Renewed chance of summit buoys Seoul bourse
The benchmark Kospi added 18.16 points, or 0.74 percent, to close at 2,478.96. Trade volume was large at 9.55 trillion won ($8.9 billion).
The main index began on a strong note led by large cap construction and steel shares, and extended the gains with heavy buying by retail investors.
“Stocks related to economic cooperation between the two Koreas, such as the construction shares, led the index,” said Kim Sung-hwan, an analyst at Bookook Securities.
Individual investors bought a net 262.9 billion won worth of local stocks, while foreigners dumped a net 161.5 billion won and institutional investors offloaded a net 136.9 billion won.

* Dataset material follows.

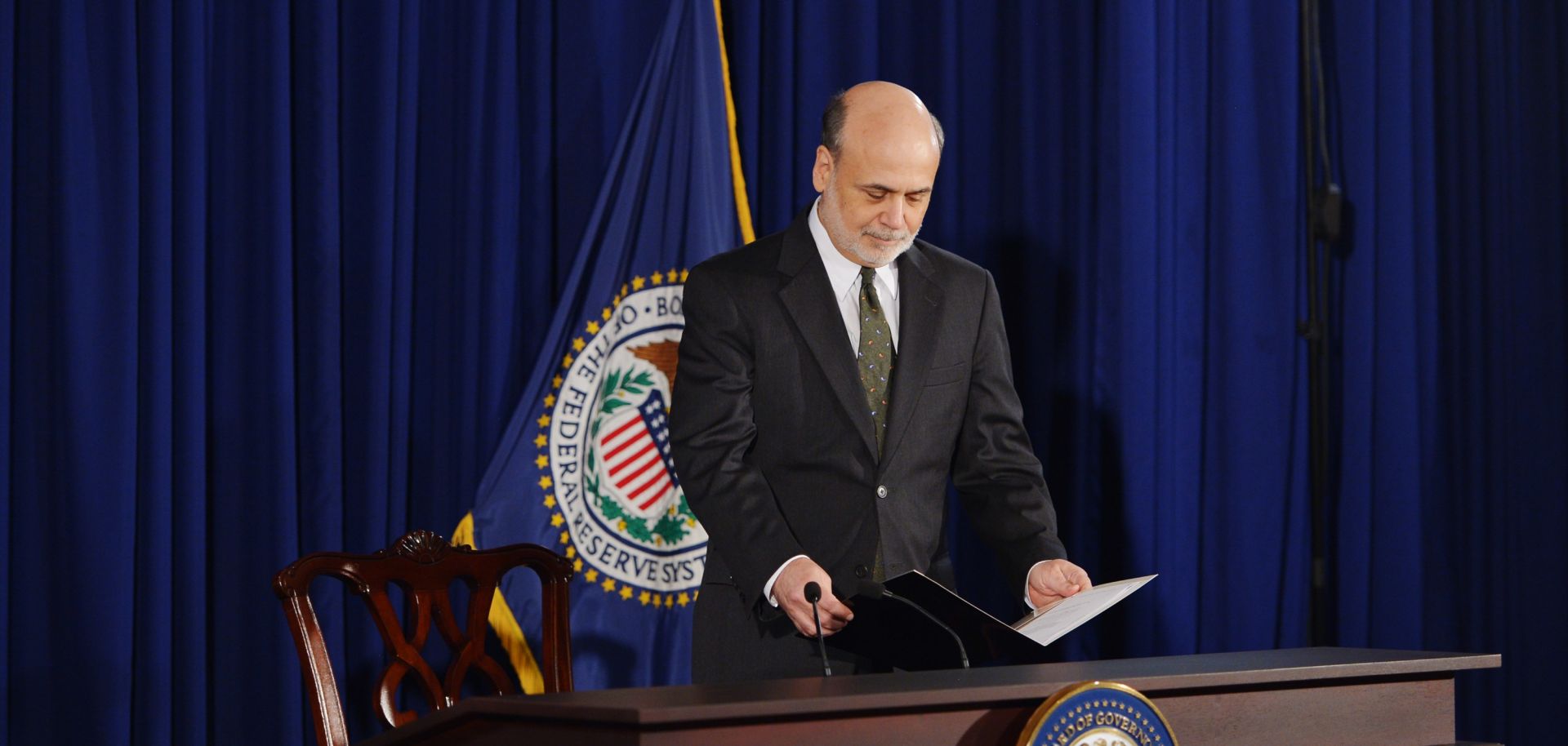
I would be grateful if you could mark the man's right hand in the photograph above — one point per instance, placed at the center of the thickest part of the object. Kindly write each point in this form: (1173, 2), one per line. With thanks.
(791, 593)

The inter-Korean summit on Saturday - the second between South Korean President Moon Jae-in and North Korean leader Kim Jong-un - has revived prospects for next month’s meeting in Singapore between U.S. President Donald Trump and Kim, which had previously been cast into doubt by Trump.
Pyongyang expressed willingness to talk to the United States anytime and Trump recently hinted the summit could take place as originally planned. Senior officials from the United States and North Korea are now in talks to work out details of the summit.
Hyundai Engineering & Construction skyrocketed 29.89 percent to 79,100 won.
Top steelmaker Posco surged 2.31 percent to close at 354,000 won, and Hyundai Steel gained 14.48 percent to 67,200 won.
Tech shares were among the losers, with market behemoth Samsung Electronics falling 0.76 percent to 52,300 won.
The secondary Kosdaq soared 11.34 points, or 1.31 percent, to 879.69. The tech-heavy index was also buoyed by signs of geopolitical stability and rose as institutions and foreign investors bought construction and IT shares en masse.
Institutions bought a net 16.3 billion won, while foreigners purchased a net 98 billion won. Individuals offloaded a net 88.8 billion won.
The local currency ended at 1,074.20 won against the greenback, down 3.8 won from the previous session’s close.
Bond prices ended lower. The yield on three-year bonds rose 1 basis point to 2.21 percent, and the return on 10-year bonds also climbed 1 basis point to 2.73 percent.